Prawdziwy mecz walki – tym mianem można określić pierwsze barażowe spotkanie pomiędzy Garbarnią Kraków a Wartą Poznań. Lepsi okazali się piłkarze ze stolicy Małopolski, zwyciężając u siebie 3:2.
Warciarze rozpoczęli spotkanie w taki sam sposób jak mecz z Lechem II Poznań, czyli od straty bramki w 2. minucie. Po podaniu Łukasza Nowaka z boku boiska Patryk Serafin umieścił futbolówkę w siatce i wyprowadził Brązowych na prowadzenie.
Odpowiedź nadeszła w 9. minucie. Wówczas Łukasz Spławski głową z kilku metrów pokonał Marcina Cabaja i mieliśmy już 1:1. Nie na długo. Niecałe sześćdziesiąt sekund później Patryk Serafin płaskim strzałem w róg bramki po raz drugi trafił do siatki gości.

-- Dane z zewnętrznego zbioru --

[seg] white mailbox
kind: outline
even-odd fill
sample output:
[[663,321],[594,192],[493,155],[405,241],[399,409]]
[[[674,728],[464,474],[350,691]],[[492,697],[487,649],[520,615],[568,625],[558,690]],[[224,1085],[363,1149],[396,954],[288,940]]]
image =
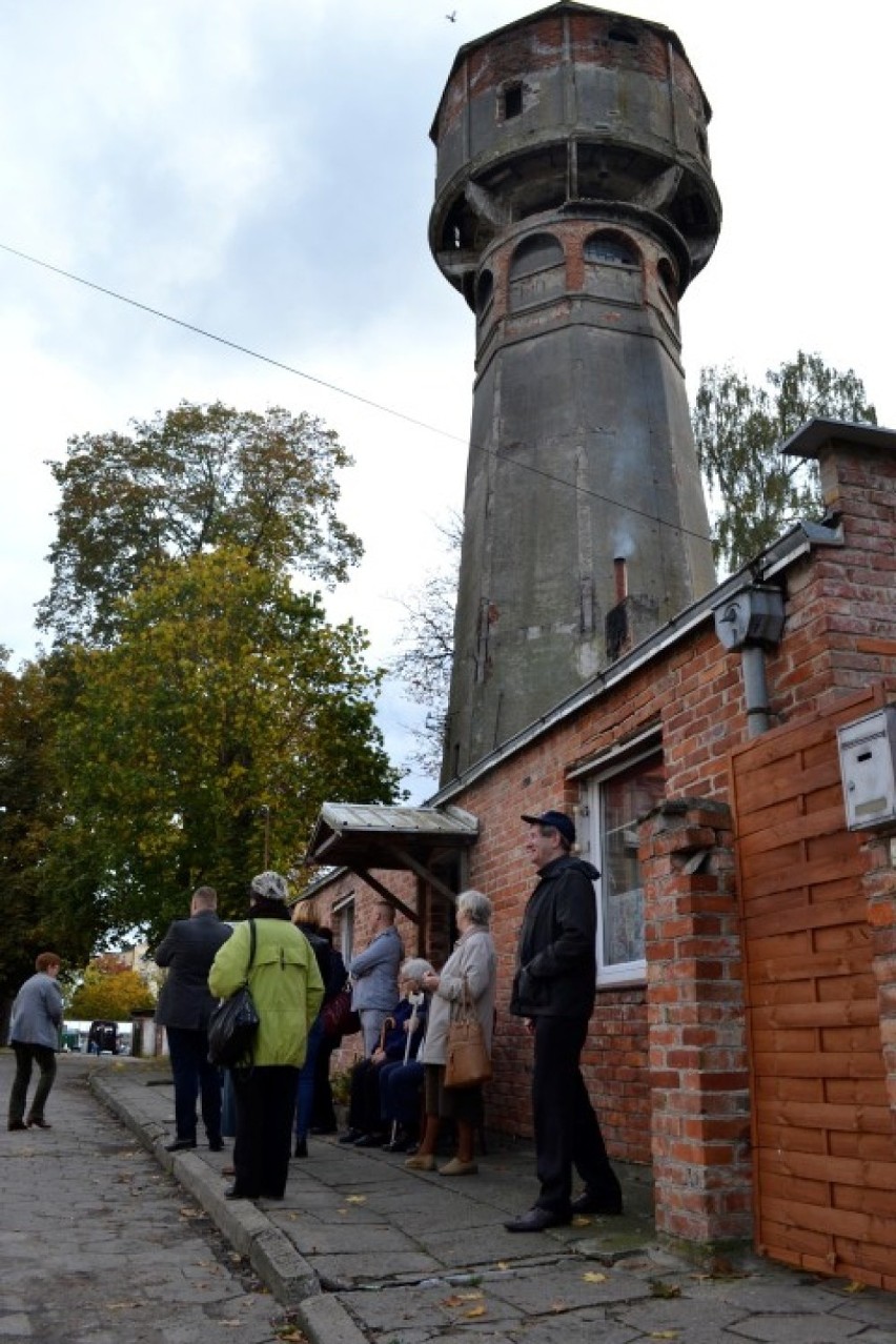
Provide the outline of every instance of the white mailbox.
[[896,706],[837,728],[846,825],[896,827]]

Później gra się wyrównała. Niemniej duża nerwowość i liczne błędy wpływały negatywnie na poziom spotkania. W 29. minucie Kamil Moskal wszedł od tyłu w nogi jednego z Zielonych. Faul przed polem karnym w wykonaniu piłkarza gospodarzy okazał się zgubny dla zawodników Garbarni. Z rzutu wolnego Łukasz Białożyt uderzył w okienko bramki nie dając Marcinowi Cabajowi żadnych szans.
Drugi gol dla Dumy Wildy wyraźnie uskrzydlił Wielkopolan. Pierwszy raz od rozpoczęcia spotkania podopieczni Tomasza Bekasa wyraźnie zaczęli przeważać. Jednakże nie zaowocowało to zmianą rezultatu do przerwy. Choć w 44. minucie Patryk Serafin miał doskonałą okazję, by skompletować hat-tricka. Minął Mateusza Filipowiaka, ale uderzył na tyle lekko, iż Dawid Czerniejewicz zdążył wybić piłkę poza boisko.
Drugą część spotkania lepiej rozpoczęli przyjezdni. Choć oba zespoły miały swoje okazje, by wyjść na prowadzenie. Doskonałą szanse miał w 64. minucie Dominik Chromiński. Chromik dostał futbolówkę kilka metrów przed golkiperem Garbarni, uderzył z powietrza, ale zrobił to w sposób bardzo niedokładny.
Zieloni całkowicie zdominowali przebieg wydarzeń na placu boju. Brązowi przypomnieli się dopiero w 75. minucie tworząc niemałe zagrożenie przy bramce gości podczas rzutu rożnego. Koniec końców jednak to niebezpieczeństwo nie przełożyło się na nic konkretnego.
Wystarczył jednakże jeden błąd, by spotkanie przybrało znowu niespodziewanego biegu. W 83. minucie Krzysztof Kalemba wykonując rzut wolny wysłał w stronę Filipowiaka kozłującą piłkę, a ten nie złapał jej i z „piątki” futbolówkę do bramki dobił Marcin Siedlarz. Do końca Warciarze próbowali wyrównać, niemniej robili to bezskutecznie.
Mecz zakończył się wynikiem 3:2 dla RKS-u. Rewanż, który rozstrzygnie kto zagra w kolejnym sezonie w II lidze, zostanie rozegrany w środę na Stadionie przy Drodze Dębińskiej.
Garbarnia Kraków – Warta Poznań 3:2 (2:2)
Bramki: 1:0 Serafin (2.), 1:1 Spławski (9. – głową), 2:1 Serafin (10.), 2:2 Białożyt (30. – wolny), 3:2 Siedlarz (83.)
Garbarnia: Marcin Cabaj – Petar Borovicanin (60. Norbert Piszczek), Krzysztof Kalemba, Kamil Moskal, Mateusz Pawłowicz – Michał Kitliński, Karol Kostrubała, Łukasz Nowak (58. Łukasz Pietras), Patryk Serafin (68. Piotr Ferens), Mariusz Stokłosa (68. Siedlarz) – Tomasz Ogar
Warta: Mateusz Filipowiak – Miłosz Brylewski, Artur Marciniak, Bartosz Kieliba, Dawid Czerniejewicz – Adrian Laskowski, Filip Brzostowski – Krzysztof Biegański (69. Michał Ciarkowski), Łukasz Białożyt, Dominik Chromiński (88. Jan Paczyński) – Łukasz Spławski
Żółte kartki: Kamil Moskal, Patryk Serafin – Bartosz Kieliba.